Tam en kötüsünü geride bıraktık artık toparlanma dönemi dediğimizde yepyeni bir krizle karşı karşıya kalıyoruz. Krizlerin sürekli hale gelmesi, belirsizlik ve öngörülemezlik yeni normalimiz oldu.
TL''deki değer kaybı, dünyadaki enflasyon ve tarım ürünlerinde savaşın da etkisiyle hızlanan fiyat yükselişi, ailelerin gıda bütçeleri üzerinde ağır baskı yaratıyor.
Dövizimiz var diyerek ithalatla sıkıntılarımızı giderme imkanlarımızın giderek daraldığı bir konjonktüre çoktan girdik.
Halen sürdürülmekte olan politikalarsa, reel kesim ve bankaları yoruyor. Krizlerde ayakta kalmak kadar, hangi bedelleri ödeyerek ayakta kaldığınız önemlidir
Öngörülemezlik, sürekli kural değişiklikleri geleceği hesaplamayı zorlaştırıyor. Daha da vahimi, tüm demokrasilerin belkemiğini oluşturan eğitimli kentli nüfus büyük bir baskı altında kaldığında beyin göçü de hızlanıyor ve yoksullaşıyoruz.
Artan petrol ve doğalgaz fiyatları ithalat faturamızı kabartacak.
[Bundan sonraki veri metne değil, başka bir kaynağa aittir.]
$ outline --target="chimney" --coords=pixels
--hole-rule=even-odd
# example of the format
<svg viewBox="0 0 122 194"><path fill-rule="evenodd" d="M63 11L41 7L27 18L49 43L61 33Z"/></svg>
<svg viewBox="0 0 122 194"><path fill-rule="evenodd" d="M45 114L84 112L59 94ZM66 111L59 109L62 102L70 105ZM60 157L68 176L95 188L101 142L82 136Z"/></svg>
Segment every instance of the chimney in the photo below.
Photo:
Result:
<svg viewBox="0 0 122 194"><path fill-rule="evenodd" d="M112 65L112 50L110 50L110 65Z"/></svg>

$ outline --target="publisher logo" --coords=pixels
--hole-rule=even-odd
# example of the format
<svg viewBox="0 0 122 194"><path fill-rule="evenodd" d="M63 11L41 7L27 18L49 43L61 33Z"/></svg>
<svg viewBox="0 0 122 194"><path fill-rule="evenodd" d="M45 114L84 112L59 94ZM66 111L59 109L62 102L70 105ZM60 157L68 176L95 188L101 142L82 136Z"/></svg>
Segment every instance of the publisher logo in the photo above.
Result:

Bütün bu kanallar cari açık üzerinde ilave yük oluşturacak ve TL''nin değeri üzerinde baskı yaratacak.
Türkiye''nin gelişmişlik düzeyinde bir ekonomide, ucuz emeğe ve düşük standartlara dayalı ihracat yoluyla kalkınma modeli uygulanamaz.
Dışa bağımlı olduğumuz sürece dışarıdan enflasyon ithal ediyoruz. İthalata bağımlılığı azaltmak için doğru bir sanayi stratejisi izlemeliyiz.